According to the technical scheme, the reverse adhesion of the polyvinyl alcohol back coating emulsion is improved by grafting the polyvinyl alcohol with the waterborne polyurethane, the defect of poor leveling is overcome, and the excellent water retention performance and barrier property of the polyvinyl alcohol are maintained, so that the paper product is ensured to be moisturized, and the hardened adhesion caused by high temperature in summer is avoided.
The technical solutions of the present invention are further illustrated by the following specific examples, however, the selected examples are merely representative of the numerous examples and are not meant to limit the scope of the present invention.
In addition, unless otherwise specified, the raw materials, catalysts, reagents and equipment in the following examples are commercially available and conventional in the art, and the technical means of heating, stirring and material transfer in the following examples are conventional in the art.
Example 1
This example illustrates a process for preparing a moisturizing emulsion for paper products, as follows:
adding phthalic anhydride polyalcohol and dimethylolpropionic acid into a reaction kettle, wherein the molar number of the phthalic anhydride polyalcohol is 100 parts, the dimethylolpropionic acid is 210 parts, heating to 110 ℃, and reacting for 2 hours.
After the reaction is finished, when the temperature is reduced to about 40 ℃, 110 parts of toluene diisocyanate is added, the temperature is raised to 70 ℃, and the reaction is carried out for 1 hour.
Adding a commercially available organic bismuth catalyst (DY-20) with the addition amount of 1 percent of the total mass of the reaction system, and heating to 80 ℃ for reaction for 2 hours.
After the reaction is finished, cooling to about 40 ℃, adding a proper amount of acetone, and then heating to 70 ℃ to continue the reaction for 8 hours.

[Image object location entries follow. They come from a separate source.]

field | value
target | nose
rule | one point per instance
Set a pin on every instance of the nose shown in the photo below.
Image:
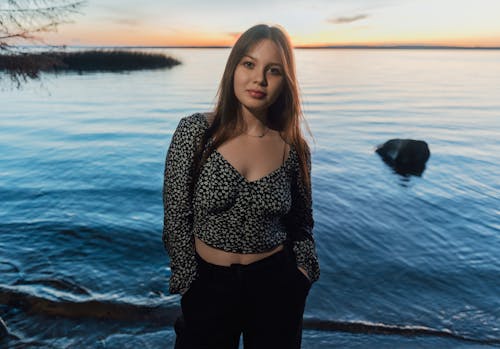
(260, 77)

Preparing 10wt% of polyvinyl alcohol solution, adding triethylamine in an amount of 2 wt% and 2 wt% of the graft polymer (the mass of the graft polymer cannot be accurately obtained because the graft polymer is co-dissolved with acetone), heating the graft polymer in an emulsifying cylinder to 70 ℃, and reacting for 3 hours.

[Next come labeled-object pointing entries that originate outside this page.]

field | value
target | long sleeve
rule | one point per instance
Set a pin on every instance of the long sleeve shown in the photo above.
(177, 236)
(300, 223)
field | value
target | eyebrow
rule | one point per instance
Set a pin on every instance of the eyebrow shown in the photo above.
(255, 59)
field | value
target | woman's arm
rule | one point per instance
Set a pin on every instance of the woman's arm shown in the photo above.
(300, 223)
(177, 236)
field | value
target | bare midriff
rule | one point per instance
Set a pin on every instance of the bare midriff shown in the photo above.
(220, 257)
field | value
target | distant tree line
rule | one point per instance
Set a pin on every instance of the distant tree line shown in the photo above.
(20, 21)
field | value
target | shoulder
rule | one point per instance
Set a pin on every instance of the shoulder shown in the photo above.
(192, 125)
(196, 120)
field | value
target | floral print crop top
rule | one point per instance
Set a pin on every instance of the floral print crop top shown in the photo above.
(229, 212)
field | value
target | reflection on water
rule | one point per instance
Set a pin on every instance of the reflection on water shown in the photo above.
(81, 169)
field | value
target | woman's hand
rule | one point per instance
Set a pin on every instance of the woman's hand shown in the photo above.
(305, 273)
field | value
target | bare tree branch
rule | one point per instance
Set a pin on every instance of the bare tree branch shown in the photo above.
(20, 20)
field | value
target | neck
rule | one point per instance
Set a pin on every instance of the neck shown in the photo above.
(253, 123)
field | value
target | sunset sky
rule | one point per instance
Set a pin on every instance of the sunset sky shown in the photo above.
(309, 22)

Heating is then continued for 2h at 70 ℃ to remove the acetone, although in other embodiments higher temperatures and longer times may be used to remove the acetone.
Finally obtaining the paper product moisturizing emulsion.
Example 2
This example illustrates a process for preparing a moisturizing emulsion for paper products, which is specifically shown below:
adding phthalic anhydride polyalcohol and dimethylolpropionic acid into a reaction kettle, wherein the molar number of the phthalic anhydride polyalcohol is 100 parts, the dimethylolpropionic acid is 230 parts, heating to 130 ℃, and reacting for 0.5h.
After the reaction is finished, when the temperature is reduced to about 40 ℃, 140 parts of toluene diisocyanate is added, the temperature is raised to 75 ℃, and the reaction is carried out for 0.5h.
Adding a commercial organic bismuth catalyst (DY-20) with the addition amount of 3 percent of the total mass of the reaction system, and heating to 85 ℃ for reaction for 0.5h.
After the reaction is finished, cooling to about 40 ℃, adding a proper amount of acetone, then heating to 75 ℃ and continuing the reaction for 5 hours.
Preparing 15wt% of polyvinyl alcohol solution, then adding triethylamine in a mass ratio of 5% into the polyvinyl alcohol solution, and adding 1 wt% of the graft polymer in a mass ratio (the mass of the graft polymer cannot be accurately obtained because the graft polymer is dissolved with acetone, in the invention, the mass of the graft polymer is calculated by the total mass of the materials added, namely the total mass of the phthalic anhydride polyol, the dimethylolpropionic acid and the toluene diisocyanate), heating the mixture to 75 ℃ in an emulsifying cylinder, and reacting for 2 hours.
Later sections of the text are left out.